By means of psychoanalysis the connection between the conscious life and the libido in the unconscious is re-established. Thus this unconscious libido is placed anew at the service of conscious activity. Only in this way can split-off energy become again available for the accomplishment of the necessary tasks of life.
To Jung, psychoanalysis is no longer a, mere reduction of the individual to his primitive sexual wishes but "a high moral task of immense educational value. It should not occupy itself with conflicts for which an external solution can be found unless it can adjust them through an internal solution. For example, some man dissatisfied with his home life may think that all his difficulties would disappear if he married another woman. But the old Adam would probably bungle the new union as it bungled the old one. A real solution for many such conflicts only comes from within, and only then because the patient has been brought to a new standpoint.
For example, the conflict between love and duty must be solved upon that particular plane of character where love and duty are no longer in opposition. The familiar conflict between instinct and conventional morality must be solved in such a way that both factors are taken into account and this is only possible through a change of character.

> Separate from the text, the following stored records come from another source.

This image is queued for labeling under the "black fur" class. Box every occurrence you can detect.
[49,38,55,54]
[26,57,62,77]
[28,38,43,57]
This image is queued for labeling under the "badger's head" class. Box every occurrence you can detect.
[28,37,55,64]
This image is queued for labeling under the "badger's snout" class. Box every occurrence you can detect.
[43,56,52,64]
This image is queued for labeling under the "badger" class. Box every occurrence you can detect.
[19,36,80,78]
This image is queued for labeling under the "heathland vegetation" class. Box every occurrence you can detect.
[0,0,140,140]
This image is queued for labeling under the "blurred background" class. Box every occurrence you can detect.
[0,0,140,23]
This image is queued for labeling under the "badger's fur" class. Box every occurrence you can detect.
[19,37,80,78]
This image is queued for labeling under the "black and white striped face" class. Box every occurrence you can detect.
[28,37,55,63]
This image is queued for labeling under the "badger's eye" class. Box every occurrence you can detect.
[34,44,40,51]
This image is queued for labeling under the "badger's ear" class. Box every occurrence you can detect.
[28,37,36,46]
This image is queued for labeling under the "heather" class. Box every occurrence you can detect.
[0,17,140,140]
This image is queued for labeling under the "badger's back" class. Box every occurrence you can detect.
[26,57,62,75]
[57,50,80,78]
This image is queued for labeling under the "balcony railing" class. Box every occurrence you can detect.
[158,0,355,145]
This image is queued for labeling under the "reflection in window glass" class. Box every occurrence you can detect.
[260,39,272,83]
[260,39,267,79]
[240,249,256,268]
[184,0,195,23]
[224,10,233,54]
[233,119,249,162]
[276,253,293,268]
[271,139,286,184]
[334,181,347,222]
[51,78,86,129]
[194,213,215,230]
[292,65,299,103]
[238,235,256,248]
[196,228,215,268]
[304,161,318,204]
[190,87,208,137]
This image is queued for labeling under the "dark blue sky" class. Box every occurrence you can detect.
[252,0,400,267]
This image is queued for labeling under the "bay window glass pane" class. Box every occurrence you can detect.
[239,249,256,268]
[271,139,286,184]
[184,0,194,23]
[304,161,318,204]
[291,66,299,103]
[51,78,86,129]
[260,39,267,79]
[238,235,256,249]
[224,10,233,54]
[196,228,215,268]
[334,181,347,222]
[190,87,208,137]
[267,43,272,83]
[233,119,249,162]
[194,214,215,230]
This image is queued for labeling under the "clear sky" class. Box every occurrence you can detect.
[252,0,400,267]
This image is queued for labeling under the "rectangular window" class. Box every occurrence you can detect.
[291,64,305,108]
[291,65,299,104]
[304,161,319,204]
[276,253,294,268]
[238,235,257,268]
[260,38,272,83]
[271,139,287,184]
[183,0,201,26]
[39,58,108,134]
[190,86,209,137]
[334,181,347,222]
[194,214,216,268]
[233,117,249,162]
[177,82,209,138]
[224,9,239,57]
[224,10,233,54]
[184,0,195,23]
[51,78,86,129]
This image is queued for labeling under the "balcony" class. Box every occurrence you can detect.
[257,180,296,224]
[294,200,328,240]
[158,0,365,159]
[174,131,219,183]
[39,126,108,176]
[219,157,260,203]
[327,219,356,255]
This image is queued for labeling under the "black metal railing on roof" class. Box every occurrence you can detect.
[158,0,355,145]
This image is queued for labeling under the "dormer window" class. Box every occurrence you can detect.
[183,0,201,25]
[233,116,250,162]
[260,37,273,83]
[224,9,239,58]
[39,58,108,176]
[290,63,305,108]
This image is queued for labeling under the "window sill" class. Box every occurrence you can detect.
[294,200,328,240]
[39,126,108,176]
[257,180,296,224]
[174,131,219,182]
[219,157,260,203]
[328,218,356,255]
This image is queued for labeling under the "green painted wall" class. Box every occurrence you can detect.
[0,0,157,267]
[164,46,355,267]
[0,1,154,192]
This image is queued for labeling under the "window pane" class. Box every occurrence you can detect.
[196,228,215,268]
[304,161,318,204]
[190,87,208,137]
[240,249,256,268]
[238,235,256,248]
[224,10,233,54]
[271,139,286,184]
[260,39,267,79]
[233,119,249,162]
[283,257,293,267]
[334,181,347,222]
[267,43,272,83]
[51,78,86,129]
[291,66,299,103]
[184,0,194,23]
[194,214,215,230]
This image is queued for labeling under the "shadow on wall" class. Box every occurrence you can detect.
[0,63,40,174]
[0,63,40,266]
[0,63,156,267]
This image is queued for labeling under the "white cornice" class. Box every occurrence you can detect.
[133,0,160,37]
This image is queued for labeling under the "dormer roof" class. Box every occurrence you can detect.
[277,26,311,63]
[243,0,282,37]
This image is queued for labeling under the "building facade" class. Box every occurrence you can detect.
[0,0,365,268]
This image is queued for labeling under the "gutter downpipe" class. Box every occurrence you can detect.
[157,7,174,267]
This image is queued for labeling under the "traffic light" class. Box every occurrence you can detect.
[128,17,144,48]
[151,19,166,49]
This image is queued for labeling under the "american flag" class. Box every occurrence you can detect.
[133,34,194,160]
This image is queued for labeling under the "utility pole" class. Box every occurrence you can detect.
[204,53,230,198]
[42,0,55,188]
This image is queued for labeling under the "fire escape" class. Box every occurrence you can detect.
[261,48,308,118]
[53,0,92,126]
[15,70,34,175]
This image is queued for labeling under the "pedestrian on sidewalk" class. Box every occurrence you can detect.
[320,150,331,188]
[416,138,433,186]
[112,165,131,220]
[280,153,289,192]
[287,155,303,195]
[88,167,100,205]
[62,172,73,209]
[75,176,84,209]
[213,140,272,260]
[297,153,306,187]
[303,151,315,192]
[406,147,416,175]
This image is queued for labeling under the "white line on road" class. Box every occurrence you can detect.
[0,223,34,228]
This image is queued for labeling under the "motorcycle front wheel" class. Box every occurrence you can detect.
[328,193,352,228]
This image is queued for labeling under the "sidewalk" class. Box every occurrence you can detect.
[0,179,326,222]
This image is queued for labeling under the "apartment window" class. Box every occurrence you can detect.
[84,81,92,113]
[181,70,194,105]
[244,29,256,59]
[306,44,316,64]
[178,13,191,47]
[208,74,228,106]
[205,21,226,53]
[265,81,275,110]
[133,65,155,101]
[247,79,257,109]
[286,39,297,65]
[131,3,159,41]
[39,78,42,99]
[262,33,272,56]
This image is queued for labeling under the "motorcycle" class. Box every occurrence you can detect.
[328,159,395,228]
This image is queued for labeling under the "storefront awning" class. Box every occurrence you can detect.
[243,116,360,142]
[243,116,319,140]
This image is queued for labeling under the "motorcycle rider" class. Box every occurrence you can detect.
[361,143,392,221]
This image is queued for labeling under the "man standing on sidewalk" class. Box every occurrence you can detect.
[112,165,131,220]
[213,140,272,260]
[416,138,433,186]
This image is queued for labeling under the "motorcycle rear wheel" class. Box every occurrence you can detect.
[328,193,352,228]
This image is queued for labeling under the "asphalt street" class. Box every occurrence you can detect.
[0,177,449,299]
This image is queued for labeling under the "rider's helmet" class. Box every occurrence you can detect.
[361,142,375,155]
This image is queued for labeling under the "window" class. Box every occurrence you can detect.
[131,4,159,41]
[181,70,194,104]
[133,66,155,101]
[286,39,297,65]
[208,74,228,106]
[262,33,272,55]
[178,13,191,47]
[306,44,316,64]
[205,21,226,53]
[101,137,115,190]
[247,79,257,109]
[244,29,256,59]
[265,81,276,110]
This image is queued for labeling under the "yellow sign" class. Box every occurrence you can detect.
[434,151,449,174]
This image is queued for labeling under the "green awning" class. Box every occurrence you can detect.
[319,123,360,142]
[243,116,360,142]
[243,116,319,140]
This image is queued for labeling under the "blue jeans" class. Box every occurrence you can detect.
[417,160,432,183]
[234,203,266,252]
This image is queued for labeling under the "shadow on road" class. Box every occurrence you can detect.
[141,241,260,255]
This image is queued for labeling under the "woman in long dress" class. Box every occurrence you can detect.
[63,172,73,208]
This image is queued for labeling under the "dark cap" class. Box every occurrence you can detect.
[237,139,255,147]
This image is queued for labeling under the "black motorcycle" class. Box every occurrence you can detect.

Jung regards the question of the doctor's remaining true to his scientific convictions as rather unimportant in comparison with the question as to how he can best help his patient.
The analyst must be a teacher of ethics. Young neurotics must be made to realize that their search for a more valuable personality is often a cloak for the evasion of biological duty. Older patients looking back too obstinately toward the sexual valuation of youth may be simply retreating from a duty which demands the recognition of social values. In most cases the "canalization of the libido" for the fulfilment of life's simple duties suffices to reduce to nothing many exaggerated desires.
At the same time, Jung calls our attention to the fact that the question is not as simple as that and cannot always be solved in terms of "morality." "Immoral" tendencies cannot always be removed by analysis. On the contrary, some of them appear often more clearly and hence one must come to the conclusion that they belong to the individual's biological duties. This is no longer a problem for pathologists but for sociologists. This is especially true of certain sexual claims. Nature does not content herself with theories. At the present day we have no real sexual morality, only. a legal attitude toward sexuality. Just as the early Middle Ages had no business e hies but only certain prejudices and a legal standpoint.
This obscure feeling that a new, more progressive world is needed constitutes, at times, a part of the neurotic complication. We must not forget that the moral law of today will be cast tomorrow into the melting pot to the end that it may serve at some future time as the basis of some new ethical structure.
So it comes that there are many neurotics whose delicacy of feeling prevents them from being in agreement with present-day morality and who cannot adapt themselves to civilization as long as their moral code has gaps, the filling of which is the crying need of the age.
Jung thinks that in many cases neurotics are neurotics, not because they are unsatisfied sexually or have not found the right mate or because they still are suffering from a fixation on their infantile sexuality: the real cause for their neurosis is, in many cases, their inability to recognize the work that is waiting for them„ of helping to build up a new civilization.
In the past nothing can be altered, and in the present very little, but the future is ours. The neurotic is ill not because he has lost his old faith but because he has not as yet found a new form for his finest aspirations.